Where to stay
Villa des Orangers
The entrance to this 1930s riad is lodged unpromisingly between a tyre shop and a toilet shop, but inside it unfolds in a series of ornate courtyards shaded by orange trees and featuring Moorish-style plasterwork, fountains and two swimming pools. Its new fine-diner serves Moroccan- and French-influenced Mediterranean dishes.
What to do
Musée Yves Saint Laurent Marrakech
Morocco’s rich cultural traditions and colours inspired the French couturier, who bought a Marrakech riad in the late 1960s. The bold palette of his botanical garden, Jardin Majorelle, has long been a city highlight; the new museum next door features Saint Laurent’s creations and charts his influence.
Hammams are central in Moroccan culture, from simple baths to ornate, historical venues rich in tilework and stained glass. The ultimate Marrakech hammam is Royal Mansour Marrakech Spa, a modern masterpiece of marble inlay, dappled light and tranquillity.

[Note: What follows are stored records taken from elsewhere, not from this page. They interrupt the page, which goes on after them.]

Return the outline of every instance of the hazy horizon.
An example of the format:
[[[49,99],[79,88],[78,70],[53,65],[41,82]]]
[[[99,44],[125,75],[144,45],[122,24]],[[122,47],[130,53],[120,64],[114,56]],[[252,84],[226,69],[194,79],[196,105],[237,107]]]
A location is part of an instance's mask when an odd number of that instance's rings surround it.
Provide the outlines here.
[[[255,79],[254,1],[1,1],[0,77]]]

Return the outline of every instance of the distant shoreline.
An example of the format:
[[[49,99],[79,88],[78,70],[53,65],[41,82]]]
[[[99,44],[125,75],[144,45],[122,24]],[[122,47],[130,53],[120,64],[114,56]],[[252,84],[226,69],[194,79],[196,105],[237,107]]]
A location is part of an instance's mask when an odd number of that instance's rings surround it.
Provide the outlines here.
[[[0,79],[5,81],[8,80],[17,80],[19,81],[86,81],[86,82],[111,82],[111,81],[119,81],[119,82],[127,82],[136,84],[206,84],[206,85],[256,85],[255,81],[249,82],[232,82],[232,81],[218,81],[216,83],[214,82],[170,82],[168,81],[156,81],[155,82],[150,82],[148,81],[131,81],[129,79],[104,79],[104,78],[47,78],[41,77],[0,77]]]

Move from warm room to hot room, lather up with black olive-oil soap, and submit to a Moroccan massage with argan oil.
Australian tour company By Prior Arrangement organises personalised itineraries in Marrakech, and elsewhere in Morocco, led by local guides. Specialist tours include culinary heritage, architecture, shopping and fashion.
Where to eat
The stylish terrace atop a caravanserai is challenging to find but its cocktails and French-Moroccan fare are worth the search. Order traditional tagines or seafood pastillas, or French favourites such as duck leg en daube or a selection of pastries.
Seasonal « new Moroccan » cuisine is served at this lantern-hung restaurant in a riad deep inside the medina. The five-course set menu changes frequently as Salt’s visiting-chef program rosters the likes of Yotam Ottolenghi or Shane Delia in the kitchen. Reinterpreted dishes might include lamb shoulder with ras el hanout, prunes and apricots, or camel with caramelised fig and eggplant.